Not only has Google revamped the Privacy and security section's UI (user interface) within Settings, but the company has loaded Chrome 83 with a slew of new security and privacy features.

Note: As with so much else Google does in Chrome, some users will see these changes before others as the firm ladles out the tools piecemeal to a gradually expanding set. Impatient users can prematurely turn on some of the still-missing through the chrome://flags options page.

Google has started what sounded like a long-term project with Chrome 83 by offering what it calls Enhanced Safe Browsing Protection. This was billed as a build atop Safe Browsing - the 13-year-old blocklist and associated API - that began by warning users when they were headed to what was probably a phishing website and has expanded to cover, among other things, to-be-downloaded files.

The primary difference in Enhanced is that the new, more advanced feature would not anonymize the incoming data, in effect linking an individual to the specific sites visited or even attempted to access. "If you are signed in to Chrome, this data is temporarily linked to your Google Account," said a quartet of engineers on the Safe Browsing team.

While that may set off bells in the minds of privacy advocates, Google argued that it's necessary for a next-step in protection. "We do this so that when an attack is detected against your browser or account, Safe Browsing can tailor its protections to your situation. In this way, we can provide the most precise protection without unnecessary warnings," wrote Nathan Parker, Varun Khaneja, Eric Mill and Kiran C Nair.

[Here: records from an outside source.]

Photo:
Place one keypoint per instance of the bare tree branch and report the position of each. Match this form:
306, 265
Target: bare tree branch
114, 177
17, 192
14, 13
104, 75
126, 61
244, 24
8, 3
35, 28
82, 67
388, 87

Enhanced Safe Browsing Protection will be slowly deployed to Chrome 83 users, after which it will appear as an "Enhanced protection" option under Safe Browsing in the Privacy and security section.

The feature will gradually expand in what defenses it offers, the four engineers said. "We'll be adding even more protections..., including tailored warnings for phishing sites and file downloads and cross-product alerts."

Also on the books will be Safety check, actually a small set of security exams including one that scans the browser for blacklisted malicious extensions. The best in the bunch, though, does a Mozilla Lockwise-like look at the user's passwords, then flags accounts that had previously been involved in known data breaches. The check is supposed to show in the Privacy and security section of the browser's settings.

Other privacy additions will include a by-default blocking of all third-party cookies when browsing in Chrome's Incognito (aka privacy) mode, a move reminiscent of Mozilla's auto-blocking of Firefox's private browsing mode five years ago.

Elsewhere in the browser, Chrome users can now manage individual site cookies as well as individual cookies within a website. Options let users block all third-party cookies, block all cookies on just some - or all - sites, and block some of the cookies on some sites. Management is so granular, however, that it's unlikely that many will take advantage of the new control.

Google's AbdelKarim Mardini, a senior product manager, described these security and privacy changes and others in a long post to the Chrome blog, a rare instance of the Mountain View company outlining the new simultaneously with an upgrade's launch.

Chrome's next upgrade, to version 84, will release on July 14.